Heating of the ladle can be carried out in a metallurgical ladle metallurgical furnace (LMF). The LMF can have several functions including: 1. Heating the liquid steel in the ladle to the required output temperature suitable for subsequent processing such as a continuous casting operation. 2. Adjust the steel composition to the specific requirements of the following process. 3. Achieve reduction in the sulfur content of the steel to aim for the final sulfur content.

4. Achieve thermal and chemical homogeneity in the liquid steel bath.

5. Agglomeration and flotation of oxide inclusions and their subsequent capture and retention in the refining slag.

In a conventional metallurgical blast furnace, heating can be achieved by electric arc heaters. The liquid steel must be covered with a refining slag weight and a reduced power agitation is required for temperature homogeneity. This is achieved by electromagnetic stirring or suitable argon bubbling. The weight and thickness of the slag is sufficient to contain the electric arcs, whose composition and physical properties (that is, fluidity) are such that the slag contains and retains sulfur and solid and liquid oxide inclusions resulting from deoxidation reactions and/or reaction with atmospheric oxygen.
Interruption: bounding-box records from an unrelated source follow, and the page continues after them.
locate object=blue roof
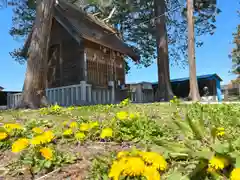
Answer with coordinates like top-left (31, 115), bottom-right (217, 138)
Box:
top-left (152, 74), bottom-right (222, 84)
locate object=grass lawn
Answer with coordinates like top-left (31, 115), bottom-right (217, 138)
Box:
top-left (0, 99), bottom-right (240, 180)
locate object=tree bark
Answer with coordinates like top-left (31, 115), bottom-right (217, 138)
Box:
top-left (187, 0), bottom-right (200, 101)
top-left (19, 0), bottom-right (54, 109)
top-left (154, 0), bottom-right (173, 101)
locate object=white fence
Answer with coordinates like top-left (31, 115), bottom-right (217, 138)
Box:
top-left (7, 81), bottom-right (153, 108)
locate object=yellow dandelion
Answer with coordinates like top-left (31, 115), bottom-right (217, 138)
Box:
top-left (208, 156), bottom-right (227, 170)
top-left (32, 127), bottom-right (44, 134)
top-left (230, 168), bottom-right (240, 180)
top-left (67, 106), bottom-right (75, 111)
top-left (129, 113), bottom-right (136, 119)
top-left (40, 147), bottom-right (53, 160)
top-left (143, 166), bottom-right (160, 180)
top-left (62, 121), bottom-right (68, 126)
top-left (70, 122), bottom-right (78, 128)
top-left (100, 128), bottom-right (113, 139)
top-left (30, 135), bottom-right (43, 145)
top-left (216, 127), bottom-right (225, 137)
top-left (75, 132), bottom-right (86, 140)
top-left (0, 132), bottom-right (8, 141)
top-left (139, 152), bottom-right (167, 171)
top-left (116, 111), bottom-right (128, 120)
top-left (3, 124), bottom-right (23, 132)
top-left (80, 123), bottom-right (91, 131)
top-left (89, 121), bottom-right (99, 128)
top-left (108, 159), bottom-right (125, 180)
top-left (43, 131), bottom-right (54, 143)
top-left (207, 167), bottom-right (215, 173)
top-left (12, 138), bottom-right (29, 153)
top-left (123, 157), bottom-right (145, 177)
top-left (117, 151), bottom-right (129, 159)
top-left (63, 129), bottom-right (73, 136)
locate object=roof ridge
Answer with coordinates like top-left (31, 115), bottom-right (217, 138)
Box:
top-left (58, 0), bottom-right (117, 33)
The molten steel can be stirred by injecting inert gas such as, for example, argon or nitrogen to facilitate the slag-metal mixture in the steel melt and the desulphurisation of the steel. Typically, the inert gas can be injected through a permeable refractory flushing plug located at the bottom of the ladle or through a lance. We have now established that if unusually strong or vigorous agitation is achieved, for example by injecting argon through a lance dipped into the steel, in conjunction with a CaO-rich slag regime, it is possible to obtain remarkable non-equilibrium results such such as very low steel-free oxygen levels with silicon deoxidation. In particular, it is possible to quickly achieve free oxygen levels in the order of 10 ppm in contrast to an expected result of 50 ppm. This low free oxygen level enables more efficient desulphurisation and it becomes possible to achieve very low sulfur levels in a silicon/manganese sealed steel.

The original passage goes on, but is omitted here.